Agé de 33 ans, Doumbia Souleymane a tenté l’aventure. Candidat à l’émigration, il a pris le risque de quitter Abidjan pour l’Italie, en passant par le Niger et la Libye. L’aventurier n’a pu accéder à l’Italie. Il a été mis aux arrêts à Tripoli, la ville qu’il a eu du mal à rejoindre par voie terrestre. Dans cette interview qu’il nous a accordée, le jeune homme explique les difficultés qu’il a subies entre Abidjan et Tripoli.

Vous revenez de Libye. Comment s’est passée cette aventure qui s’est arrêtée à Tripoli ?

Cela fait 4 mois que je suis parti d’ici (Ndlr ; de la Côte d’Ivoire) pour me rendre en Lybie. C’était en janvier 2017. Nous sommes passés par Niamey pour nous rendre à Agadez au Niger. Et ensuite, nous avons pris la route pour rallier Tripoli. En tout, j’ai fait 2 mois de traversée. J’ai payé 400.000 F Cfa en tout. D’abord, c’est un monsieur qui m’a aidé à partir d’ici. Une fois là bas, j’ai appelé  pour qu’on me fasse parvenir de l’argent afin de regagner l’Italie. L’attente a été longue et l’argent n’est jamais arrivé. Cela a coïncidé avec notre arrestation puis après, notre rapatriement. Un matin, nous étions là quand les arabes ont réuni tous ceux qui avaient la peau noire. Et quand vous essayez de vous échapper, ils tiraient une balle dans vos pieds. Ils ont saccagé les foyers où nous dormions. Tous nos vêtements sont partis en fumée. Puis, ils nous ont rassemblés devant une mosquée où des camions sont venus nous chercher plus tard pour nous envoyer dans des prisons. Nous étions près de 406 migrants à contenir dans une seule prison, que vous soyez Ivoiriens, Sénégalais, Maliens, Gambiens et Burkinabè. Dans la prison, certains urinaient sur eux-mêmes. Il y a même un jeune homme qui est décédé tout près de nous.

Etait-il Ivoirien ?

Non, il n’était pas Ivoirien.

Dans quelles conditions vivent les migrants dans les prisons ? Est-ce que vous étiez nourris correctement ?

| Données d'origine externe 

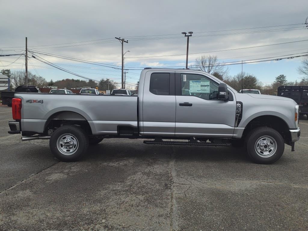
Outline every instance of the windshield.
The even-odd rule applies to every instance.
[[[80,93],[81,94],[94,94],[96,95],[95,90],[94,89],[83,89]]]
[[[250,93],[251,94],[258,94],[259,91],[256,90],[243,90],[243,93]]]
[[[112,91],[112,94],[122,94],[123,95],[127,95],[126,90],[113,90]]]
[[[64,90],[51,90],[50,91],[51,94],[65,94],[65,92]]]

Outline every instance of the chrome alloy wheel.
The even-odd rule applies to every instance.
[[[78,148],[78,140],[75,136],[70,133],[61,135],[57,140],[57,148],[63,155],[72,155],[76,152]]]
[[[254,148],[259,156],[267,158],[275,154],[277,146],[277,142],[274,139],[268,136],[263,136],[256,141]]]

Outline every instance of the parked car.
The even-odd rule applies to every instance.
[[[16,88],[15,91],[3,91],[1,93],[2,104],[12,107],[12,99],[14,98],[14,94],[17,92],[37,93],[41,92],[34,86],[19,86]]]
[[[281,86],[277,95],[293,99],[299,106],[299,115],[308,120],[308,86]]]
[[[51,89],[49,91],[50,94],[73,94],[73,92],[67,89]]]
[[[253,161],[270,164],[280,158],[285,144],[294,151],[300,134],[293,99],[239,94],[195,70],[144,70],[137,96],[16,93],[13,105],[9,133],[21,132],[23,140],[50,139],[51,152],[63,161],[77,160],[103,139],[128,138],[150,144],[245,146]]]
[[[132,95],[132,94],[129,90],[127,89],[114,89],[111,92],[111,95]]]
[[[103,95],[99,93],[98,90],[95,88],[84,88],[80,90],[80,94],[91,94],[92,95]]]
[[[243,89],[240,91],[240,93],[249,93],[250,94],[261,94],[260,90],[257,89]]]

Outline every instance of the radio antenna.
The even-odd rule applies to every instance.
[[[243,93],[243,60],[242,60],[242,93]]]

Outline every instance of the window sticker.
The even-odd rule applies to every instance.
[[[210,81],[191,80],[189,81],[189,91],[191,93],[209,93]]]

Quand c’est l’heure de manger le matin, on nous donne du pain, du lait et de la mayonnaise. On nous fait sortir souvent vers 10 heures du matin. Dans l’après-midi, on nous fait sortir à nouveau et on nous sert du spaghetti. Pour tous ceux qui veulent aller au toilette, on les accompagne tous ensemble. Puis on les raccompagne dans la grande salle où ils sont détenus. Quand la nuit tombe, on nous fait sortir pour nous servir les mêmes plats de spaghetti. Dans les prisons, il fait extrêmement chaud, il y a des punaises qui montent sur nous et qui nous piquent, nous empêchant ainsi de dormir. Ces piqures font mal. On est obligé de s’asseoir et donc de veiller jusqu’au matin. Ceux qui urinaient dans des bouteilles pour les déverser à travers des claustras, étaient battus avec des fouets. Cela s’est passé une fois. Après, ils ne nous ont plus frappé.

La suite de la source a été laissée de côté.